The enhancement in the absorption signal with the use of the nanopedestal can be explained by considering the improved sensing volume and the large local electromagnetic fields associated with it. For a quantitative comparison, we calculate the integral of the local electromagnetic fields over the protein bilayer region. We calculate the sensing surface, S as schematically shown in Figure 2b. The ring antennas on the nanopedestal support ∼1.7 times larger sensing surface compared to the ones on the substrate. Next, we calculate the integral of the enhanced fields over the sensing volume (V) by considering the 8 nm thick bilayer on the gold surface, i.e., V(nm3) = S(nm2) × 8 nm. For Amide I band, the nanopedestal design enables ∼2.6 times larger integral value, which is in good agreement with the previously presented enhancement in the reflection difference (∼2.6 times in Figure 2d). We experimentally demonstrate the advantage of the nanopedestals through SEIRA measurements. Figure 3a and 3b show the experimental spectral response of the nanoring antennas on the silicon nitride substrate and on nanopedestals, respectively. Figure 3c shows the initial response of the nanoring antenna on the silicon nitride pedestal (black curve). After introducing the protein bilayer, in addition to the spectral dips corresponding to the absorption (green curve), we also observe a red-shift in plasmonic resonance, as explained earlier. In order to consider this shift, we utilize a polynomial fitting procedure and obtain a shifted spectrum (black dashed curve) which nicely overlaps with the response corresponding to the protein bilayer. Figure 3d shows the experimental reflection difference spectra of the ring antennas on the silicon nitride nanopedestal (green curve) and substrate (dashed green curve). Interestingly, even though the antenna system on the substrate favors the plasmonic excitations more (by covering Amide I and II better), our antenna system still supports larger absorption signal due to its highly accessible large local electromagnetic fields. We determine that the antennas on the nanopedestals give 30 mOD and 18 mOD absorption signals at the Amide I and II bands, respectively, while the antennas on substrate provide only 3 mOD for Amide I and 7 mOD for Amide II.

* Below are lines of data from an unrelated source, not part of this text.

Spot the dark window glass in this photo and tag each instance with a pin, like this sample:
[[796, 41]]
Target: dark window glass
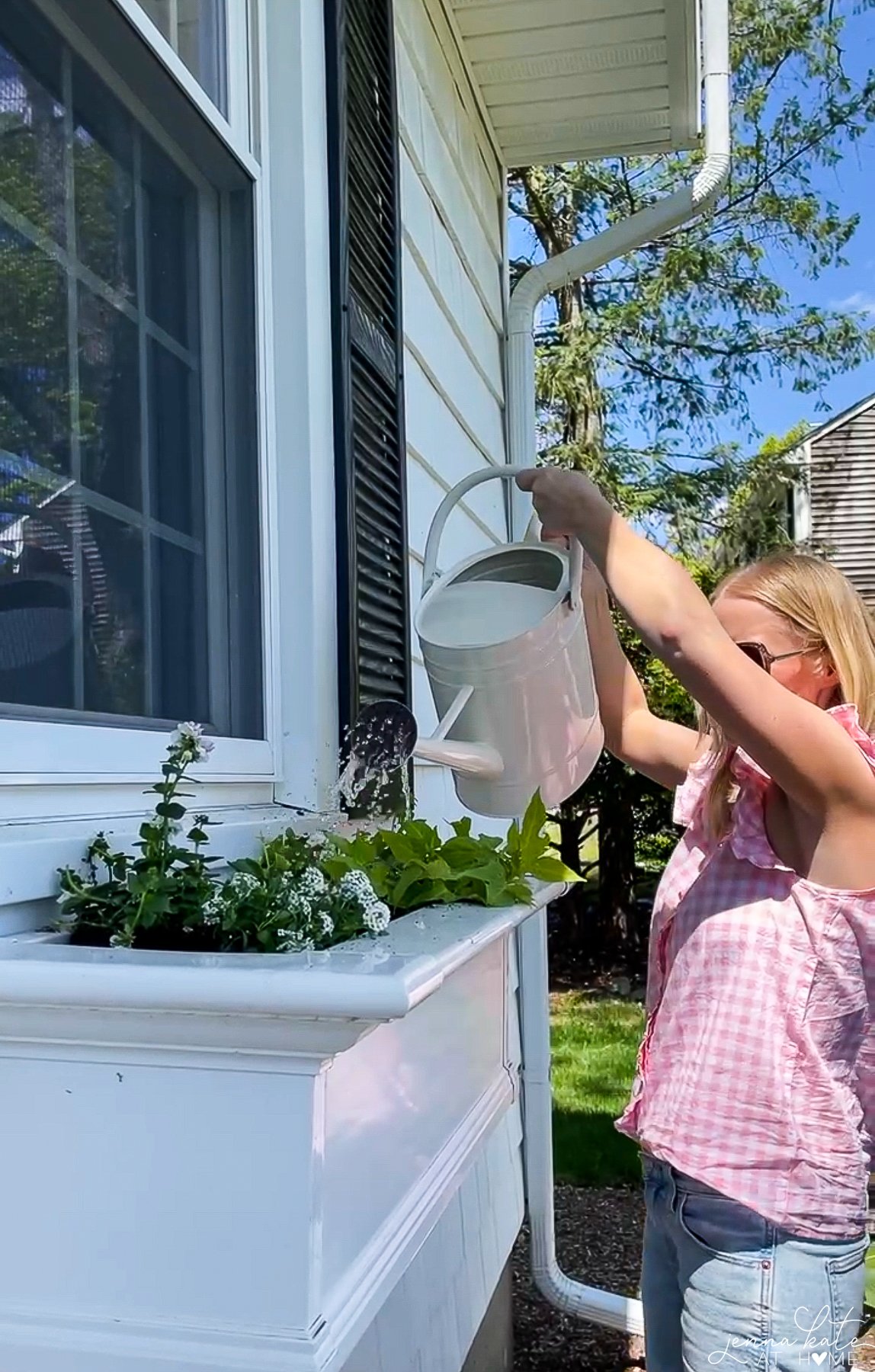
[[107, 604]]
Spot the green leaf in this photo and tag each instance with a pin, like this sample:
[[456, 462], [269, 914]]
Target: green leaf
[[553, 870]]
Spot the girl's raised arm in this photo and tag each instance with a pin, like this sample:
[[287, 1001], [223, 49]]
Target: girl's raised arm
[[801, 748]]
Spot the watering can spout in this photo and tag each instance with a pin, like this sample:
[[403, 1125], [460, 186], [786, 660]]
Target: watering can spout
[[466, 759]]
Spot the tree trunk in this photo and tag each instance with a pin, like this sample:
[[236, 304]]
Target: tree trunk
[[616, 864]]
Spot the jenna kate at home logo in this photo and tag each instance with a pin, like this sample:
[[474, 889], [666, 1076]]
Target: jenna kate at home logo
[[822, 1342]]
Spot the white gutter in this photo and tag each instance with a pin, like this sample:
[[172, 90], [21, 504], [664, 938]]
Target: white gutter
[[574, 1297], [643, 226]]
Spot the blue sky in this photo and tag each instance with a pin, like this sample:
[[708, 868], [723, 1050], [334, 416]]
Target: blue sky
[[852, 188], [851, 185]]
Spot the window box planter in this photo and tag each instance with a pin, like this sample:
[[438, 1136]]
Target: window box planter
[[228, 1161]]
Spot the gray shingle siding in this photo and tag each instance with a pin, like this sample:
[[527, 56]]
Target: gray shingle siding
[[842, 498]]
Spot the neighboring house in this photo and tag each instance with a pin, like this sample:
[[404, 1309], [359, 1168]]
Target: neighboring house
[[252, 313], [834, 505]]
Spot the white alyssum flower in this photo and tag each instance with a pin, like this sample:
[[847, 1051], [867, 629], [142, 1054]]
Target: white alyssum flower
[[191, 742], [376, 917], [242, 884], [357, 888], [213, 910], [293, 940], [312, 883]]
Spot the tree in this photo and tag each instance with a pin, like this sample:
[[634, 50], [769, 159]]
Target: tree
[[639, 361]]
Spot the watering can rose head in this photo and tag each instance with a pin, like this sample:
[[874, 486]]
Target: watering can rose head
[[505, 646]]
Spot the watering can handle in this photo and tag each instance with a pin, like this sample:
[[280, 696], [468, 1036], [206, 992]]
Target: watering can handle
[[447, 505]]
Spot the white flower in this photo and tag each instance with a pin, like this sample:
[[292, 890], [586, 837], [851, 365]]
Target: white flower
[[376, 917], [243, 884], [293, 940], [312, 883], [188, 739], [214, 909], [355, 885]]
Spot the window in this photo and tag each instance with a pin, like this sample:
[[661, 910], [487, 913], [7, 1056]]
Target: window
[[369, 430], [197, 30], [130, 540]]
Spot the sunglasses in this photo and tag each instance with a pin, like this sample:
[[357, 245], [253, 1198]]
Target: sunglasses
[[760, 655]]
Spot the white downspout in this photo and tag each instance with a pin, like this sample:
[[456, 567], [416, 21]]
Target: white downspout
[[643, 226], [649, 224]]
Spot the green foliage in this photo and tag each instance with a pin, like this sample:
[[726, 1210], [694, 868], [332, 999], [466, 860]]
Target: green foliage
[[643, 360], [166, 884], [300, 892], [412, 866], [595, 1050], [165, 896]]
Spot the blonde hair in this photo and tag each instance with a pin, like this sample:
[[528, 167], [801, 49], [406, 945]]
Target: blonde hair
[[829, 617]]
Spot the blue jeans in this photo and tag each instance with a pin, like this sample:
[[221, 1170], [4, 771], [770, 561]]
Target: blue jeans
[[723, 1287]]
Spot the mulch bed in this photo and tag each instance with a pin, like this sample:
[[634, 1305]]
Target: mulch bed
[[598, 1242]]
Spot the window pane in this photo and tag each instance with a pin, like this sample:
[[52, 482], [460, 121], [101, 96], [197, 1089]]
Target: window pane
[[180, 633], [32, 130], [103, 180], [114, 658], [121, 595], [36, 586], [197, 30], [109, 360], [173, 442], [169, 243], [34, 364]]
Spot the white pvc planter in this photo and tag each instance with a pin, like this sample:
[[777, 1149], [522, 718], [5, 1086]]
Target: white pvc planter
[[231, 1161]]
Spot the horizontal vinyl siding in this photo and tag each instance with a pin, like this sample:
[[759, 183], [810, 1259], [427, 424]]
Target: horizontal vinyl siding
[[842, 500], [453, 309]]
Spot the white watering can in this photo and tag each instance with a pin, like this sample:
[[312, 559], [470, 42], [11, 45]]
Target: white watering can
[[505, 646]]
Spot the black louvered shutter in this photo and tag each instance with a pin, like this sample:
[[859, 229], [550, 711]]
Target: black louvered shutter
[[369, 422]]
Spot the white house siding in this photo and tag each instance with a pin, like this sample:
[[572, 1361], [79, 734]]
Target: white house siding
[[430, 1320], [453, 306], [838, 509]]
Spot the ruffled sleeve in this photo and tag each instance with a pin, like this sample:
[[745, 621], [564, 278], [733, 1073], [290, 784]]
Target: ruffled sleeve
[[749, 838], [691, 792]]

Figure 3. Experimental reflection spectra for the gold nanoring antennas on the silicon nitride (a) substrate and (b) nanopedestals. (c) Experimental reflection spectra of the nanoring antenna on the nanopedestal before (black curve) and after (green curve) the coating of the protein bilayer. Dashed black curve shows the antenna response after the correction using the polynomial fit in order to compensate the refractive index shift. (d) Experimental reflection difference spectra for the nanoring antennas on the silicon nitride nanopedestal (green curve) and substrate (dashed green curve) demonstrating the protein vibrational signatures. [1] Arif E. Cetin, Dordaneh Etezadi, and Hatice Altug, “Accessible Nearfields by Nanoantennas on Nanopedestals for Ultrasensitive Vibrational Spectroscopy”, Advanced Optical Materials, 2, 866 (2014).